Why 'hook-nosed' Begin was denied entry to UK


Menachem Begin was refused a visa to enter Britain in 1955 after the Foreign Office warned that his admission could damage relations with the Israeli government.

The detail was revealed for the first time in documents released by the National Archive this week. They included a 1946 British passport control card for Mr Begin describing him as "thin faced, bad teeth, long hooked nose, may wear black horn-rimmed spectacles".

In 1955 Mr Begin was leader of the revisionist Herut Party and hoped to travel to Britain to meet supporters. It would be another 30 years before he became Israeli Prime Minister.

A file on Mr Begin, reviewed by MI5, recommended barring from the country because he was a "member of the extremist anti-Arab Herut Party and a fervent member of the Irgun". It would be "impolite to allow admission to a former head of the terrorist movement" states one document.

A Passport Control Department official at the Foreign Office wrote to the Home Office in 1954 stating: "It is the view of the Levant Department that Menachem Begin should not be allowed to enter the United Kingdom and I would be grateful for your authority to instruct the visa section to refuse a visa."

Max Seligman, a British lawyer in Tel Aviv, had written to the British Embassy in Israel to ask whether a visa would be available. Mr Seligman defended several Irgun members in the final years of British Mandate Palestine.

But the Foreign Office believed Mr Begin "should not be allowed to come here as he is the leader of the right-wing extremist party in Israel which advocates an aggressive policy towards the Arabs". In the Foreign Office view, "a visit by him would not do anything to improve our relations with the present moderate government of Israel."

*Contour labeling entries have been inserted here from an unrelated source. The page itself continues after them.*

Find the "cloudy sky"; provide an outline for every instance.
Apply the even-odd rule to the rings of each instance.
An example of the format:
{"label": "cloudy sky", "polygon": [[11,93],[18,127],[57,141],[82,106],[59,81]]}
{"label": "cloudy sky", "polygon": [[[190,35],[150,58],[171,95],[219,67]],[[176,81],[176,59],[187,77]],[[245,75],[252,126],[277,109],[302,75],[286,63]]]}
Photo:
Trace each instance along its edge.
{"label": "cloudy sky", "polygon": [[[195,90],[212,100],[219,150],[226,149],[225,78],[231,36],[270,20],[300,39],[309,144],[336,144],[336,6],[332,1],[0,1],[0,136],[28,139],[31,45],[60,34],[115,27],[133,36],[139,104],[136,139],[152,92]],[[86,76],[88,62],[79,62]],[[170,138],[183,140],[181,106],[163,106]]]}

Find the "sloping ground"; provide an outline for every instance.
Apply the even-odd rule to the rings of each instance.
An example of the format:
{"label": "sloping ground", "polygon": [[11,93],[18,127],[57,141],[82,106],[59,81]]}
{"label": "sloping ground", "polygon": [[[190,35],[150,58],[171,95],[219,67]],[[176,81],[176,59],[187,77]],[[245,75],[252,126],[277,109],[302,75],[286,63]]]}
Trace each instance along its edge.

MI5 said that he was "an extreme nationalist and chauvinist right-wing [sic] and is well-known as the former leader of the notorious terrorist organisation Irgun Zvei Leumi".

The Home Office had suggested that if Mr Begin were admitted, then Special Branch should be "informed immediately, since the security responsibility for Jewish terrorists rests with them".

Abraham Abrahams, chairman of the Zionist Revisionist Organisation in Britain, also wrote to the Foreign Office with a potential itinerary for Mr Begin's visit including a suggested meeting with Winston Churchill.

The files contain a clipping of a story from a 1971 edition of the JC, detailing plans for Mr Begin to visit Britain that year. A Home Office note suggested that Mr Begin was not considered a security risk by that point.

Mr Begin became Israeli Prime Minister in 1977 and later came to Britain to meet Margaret Thatcher, who found him the "most difficult" man she had to deal with in the early years of her premiership.